In guidance for workplaces such as hairdressers and barbers, spas, beauty salons, tattoo and photo-shoot studios, ministers have recommended face visors to ensure they can operate in a Covid-19 secure way.

Guidance says: ‘Both disposable and re-usable visors are available. A re-usable visor must be cleaned and sanitised regularly using normal cleaning products. 

‘Visors must fit the user and be worn properly. It should cover the forehead, extend below the chin, and wrap around the side of the face. A screen may be used by practitioners working with clients’ hands. 

‘There is no benefit to either the client or the practitioner of wearing additional PPE [personal protective equipment].’

It is not clear what the Department of Health base their advice on and MailOnline has contact the government branch for comment. 

But ministers have repeatedly said throughout the crisis they have been ‘following the science’ to draw up guidance and policies. 

Officials say social distancing and regular handwashing are still the most effective methods of preventing the transmission of Covid-19. 

But there are concerns the precautions people are taking will slip if face shields create a false sense of security. 

To date there has been little scientific evidence to encourage the use of face shields to protect against the coronavirus — despite there being huge debate about whether face coverings and masks are effective.

Lawrence Young, a virologist and oncologist, University of Warwick, told MailOnline: ‘I don’t know of any systematic studies properly evaluating the benefits of face shields.’

He noted an ‘interesting’ review led by the University of Hong which  explored the different types of facial protection measures in detail. 

Writing in the journal Oral Diseases, the team highlighted the fact that ‘strong evidence is lacking in terms of the effectiveness of face shields against the transmission of viral respiratory diseases’. 

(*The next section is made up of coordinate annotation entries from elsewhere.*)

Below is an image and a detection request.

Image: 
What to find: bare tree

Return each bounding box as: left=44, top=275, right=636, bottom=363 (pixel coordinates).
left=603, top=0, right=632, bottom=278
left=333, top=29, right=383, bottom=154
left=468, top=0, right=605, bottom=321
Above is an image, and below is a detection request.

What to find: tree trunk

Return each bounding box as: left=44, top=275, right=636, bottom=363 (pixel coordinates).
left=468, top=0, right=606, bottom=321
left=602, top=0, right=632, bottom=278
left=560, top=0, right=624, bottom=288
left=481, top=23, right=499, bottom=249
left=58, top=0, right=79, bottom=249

If a face shield does not completely cover the entirety of the face, it leaves room for droplets expelled by the mouth and nose to escape. 

Droplets are the main form of Covid-19 transmission, the WHO says, and the outbreak in Switzerland suggests the visors worn by the hotel staff do not act as a barrier against infection. 

The WHO is also looking over evidence that the coronavirus is airborne, meaning it can be inhaled in much smaller particles. 

If the face visor is not tightly sealed, it would allow the wearer to breathe in the air — and possibly virus particles — around them. 

Face visors are also worn by doctors, nurses and other hospital workers on the Covid-19 frontline, but with the addition of a fitted surgical face mask. 

Professor Young said: ‘Face shields are useful when PPE is in short demand – they are robust, durable and can easily be disinfected.’